The Guardian: Neil Gaiman: Why our future depends on libraries, reading and daydreaming. “A lecture explaining why using our imaginations, and providing for others to use theirs, is an obligation for all citizens.”
“Fiction has two uses. Firstly, it’s a gateway drug to reading. The drive to know what happens next, to want to turn the page, the need to keep going, even if it’s hard, because someone’s in trouble and you have to know how it’s all going to end… that’s a very real drive. And it forces you to learn new words, to think new thoughts, to keep going. To discover that reading per se is pleasurable. Once you learn that, you’re on the road to reading everything. […] [W]ords are more important than they ever were: we navigate the world with words, and as the world slips onto the web, we need to follow, to communicate and to comprehend what we are reading. People who cannot understand each other cannot exchange ideas, cannot communicate, and translation programs only go so far. […]

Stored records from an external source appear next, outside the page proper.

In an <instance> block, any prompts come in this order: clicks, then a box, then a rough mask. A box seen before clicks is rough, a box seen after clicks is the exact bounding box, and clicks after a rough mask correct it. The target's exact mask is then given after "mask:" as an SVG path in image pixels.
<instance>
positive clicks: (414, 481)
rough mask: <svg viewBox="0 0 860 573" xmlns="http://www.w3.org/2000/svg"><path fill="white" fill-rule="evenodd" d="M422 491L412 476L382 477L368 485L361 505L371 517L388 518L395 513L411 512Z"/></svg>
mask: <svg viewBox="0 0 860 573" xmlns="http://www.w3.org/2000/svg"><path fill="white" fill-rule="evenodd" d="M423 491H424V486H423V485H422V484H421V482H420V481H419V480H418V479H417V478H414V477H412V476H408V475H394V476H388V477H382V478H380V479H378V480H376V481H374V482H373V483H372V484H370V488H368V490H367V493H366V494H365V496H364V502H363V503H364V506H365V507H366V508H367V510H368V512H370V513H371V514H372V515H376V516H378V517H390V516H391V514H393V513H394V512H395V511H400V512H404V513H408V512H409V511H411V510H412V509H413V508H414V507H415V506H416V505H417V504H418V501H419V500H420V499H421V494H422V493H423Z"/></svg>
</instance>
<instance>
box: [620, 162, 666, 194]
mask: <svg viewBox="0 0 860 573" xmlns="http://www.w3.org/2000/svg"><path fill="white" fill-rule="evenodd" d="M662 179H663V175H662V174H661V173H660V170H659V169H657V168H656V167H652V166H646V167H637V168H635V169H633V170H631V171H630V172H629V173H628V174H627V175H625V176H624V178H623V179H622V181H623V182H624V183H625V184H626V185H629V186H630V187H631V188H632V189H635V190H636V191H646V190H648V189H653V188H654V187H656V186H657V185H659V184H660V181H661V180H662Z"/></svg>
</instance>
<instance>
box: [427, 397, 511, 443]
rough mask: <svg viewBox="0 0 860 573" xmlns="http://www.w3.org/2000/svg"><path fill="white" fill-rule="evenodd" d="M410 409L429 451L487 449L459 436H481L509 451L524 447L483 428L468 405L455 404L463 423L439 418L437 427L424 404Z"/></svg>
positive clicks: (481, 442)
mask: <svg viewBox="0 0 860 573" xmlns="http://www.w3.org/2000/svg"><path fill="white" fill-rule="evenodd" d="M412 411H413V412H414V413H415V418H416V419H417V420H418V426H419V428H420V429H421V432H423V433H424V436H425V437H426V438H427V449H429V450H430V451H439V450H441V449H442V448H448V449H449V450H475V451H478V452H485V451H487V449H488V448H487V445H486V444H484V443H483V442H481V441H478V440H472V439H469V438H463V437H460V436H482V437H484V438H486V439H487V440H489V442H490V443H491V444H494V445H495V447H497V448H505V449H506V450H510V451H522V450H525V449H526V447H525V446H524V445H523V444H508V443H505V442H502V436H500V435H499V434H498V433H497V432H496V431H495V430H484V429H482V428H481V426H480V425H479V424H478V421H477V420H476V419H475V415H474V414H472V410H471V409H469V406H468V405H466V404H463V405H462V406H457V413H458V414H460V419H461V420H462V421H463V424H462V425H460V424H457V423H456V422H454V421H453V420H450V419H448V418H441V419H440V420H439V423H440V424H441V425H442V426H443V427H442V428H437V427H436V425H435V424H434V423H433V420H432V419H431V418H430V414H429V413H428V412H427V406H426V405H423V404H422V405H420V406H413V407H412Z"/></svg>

And the second thing fiction does is to build empathy. When you watch TV or see a film, you are looking at things happening to other people. Prose fiction is something you build up from 26 letters and a handful of punctuation marks, and you, and you alone, using your imagination, create a world and people it and look out through other eyes. You get to feel things, visit places and worlds you would never otherwise know. You learn that everyone else out there is a me, as well. You’re being someone else, and when you return to your own world, you’re going to be slightly changed.”